Dad’s First Diaper

For the readers out there that haven’t experienced having children yet, let this be a cautionary tale, and perhaps a glimpse into your future.  For the Dads and Moms that have already been through it, I apologize if this entry brings back any PTSD – Post Traumatic Shitty Diaper.

My entire life I have had an unusual sensitivity to smells.  A quick waft of anything remotely rancid and I will respond with the quickest trigger dry-heave you have ever witnessed.  Walking down the streets of Bourbon Street in New Orleans during St. Patty’s day was, without a doubt, the single largest combination of putrid smells I have experienced in my life.  The unique blend of stagnant rainwater, restaurant waste, construction exhaust, alcohol, vomit, human urine, and horse excrement (from cops on horses) was a potent encounter. An onlooker may have thought I needed the Heimlich performed on me with the amount of gagging that commenced. (Side note: I LOVE New Orleans, just avoid Bourbon Street during festivals).

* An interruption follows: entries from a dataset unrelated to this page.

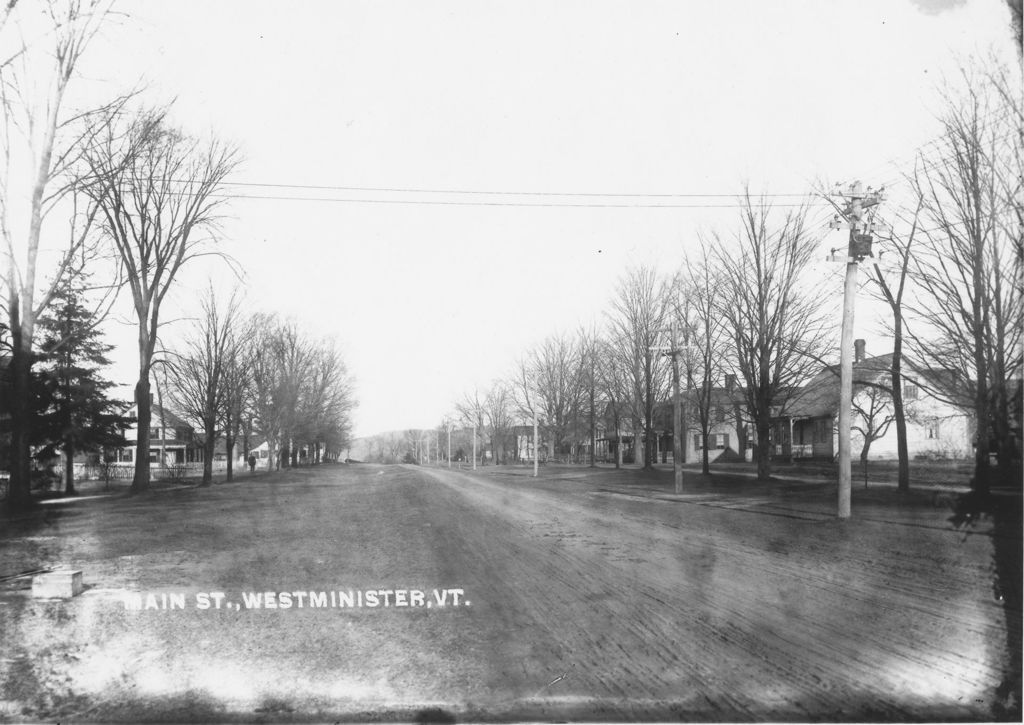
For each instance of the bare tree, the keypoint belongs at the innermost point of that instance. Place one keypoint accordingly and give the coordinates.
(776, 329)
(872, 416)
(327, 401)
(612, 390)
(637, 320)
(198, 373)
(158, 190)
(968, 317)
(547, 385)
(41, 139)
(706, 340)
(889, 278)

Are you still reading? Even after that last paragraph? Impressive, let’s continue with the point. The point is my nose has made me attempt to avoid situations that could be conducive to retching for as long as I can remember.  If someone got sick in my vicinity growing up, you can rest assured I’d have some sympathy sickness coming up if I did not leave the room immediately. Avoidance was my only reprieve. I was an incredibly helpful uncle to my nieces and nephews, unless that baby filled up their diaper, then I was handing it off like I was trying to run out the clock. But as the due date got closer for the birth of my first daughter, I could feel the anxiety creeping in…the showdown that was to come.

It was a rainy afternoon in early August in Roanoke, Virginia.  I had just watched my wife go through 26 hours of back-labored childbirth.  Superhero status.  My daughter was peacefully resting in the rollaway bassinet in the corner of the room. I had just helped Meredith out of bed and into the restroom for an icepack change when I heard it.  The grunts, the groans, the strains, the gurgle…that’s a full diaper, I already know it.  Damn. 

Maybe she’ll be out in a minute?  I should give it a minute…right?  No, Andrew! You’ve just watched your wife have a bowling ball snatched from her loins! Muster up whatever courage you’ve got, you can do this!

I go in.  Eyes squinting, shirt pulled over my mouth and nose, real Wild West cowboy stuff.  Undo the swaddle, unbutton the onesie, confirm the nasty business has been done.  Check.  Find the wipes and the clean diaper. Is that Meredith? Could have sworn I heard her.  Maybe I should let her have this one.  No, you coward! She’s got more iced packed down low than if she was the catch of the day!

Press on.  I undo the Velcro from the diaper tabs and reveal the package.  Oh God. OH GOD WHY? The humanity! The color, the consistency, it’s as if someone changed the motor oil in this baby, how could it possibly be this dark? I wipe, then wipe again, then again.  Get this muck to the trash, ASAP! As I move to dispose of the carnage, my shirt slips off my nose and mouth and I panic preparing for the rotten fumes preparing to overtake me… But, what’s this? It doesn’t smell. How? How can this sludge that might as well have been dredged off the bottom of a swamp not smell? Am I conscious? Did I pass out?

No, I’m still alive and breathing and this handful doesn’t stink.  Is this divine intervention, or divine design? God had to know my apprehension and made it this way so that I could succeed in this endeavor.  Just as Andy Dufresne escaped Shawshank, I went through a river of shit and came out clean on the other side.

My advice to prospective parents, if you’re anything like me and are sensitive to these encounters, change the first diaper. Fear is erased, you’ve conquered it, and for the last 3 years there’s only been one dry-heave inducing experience that I’ve had as a dad, and we can thank the stomach bug for that one.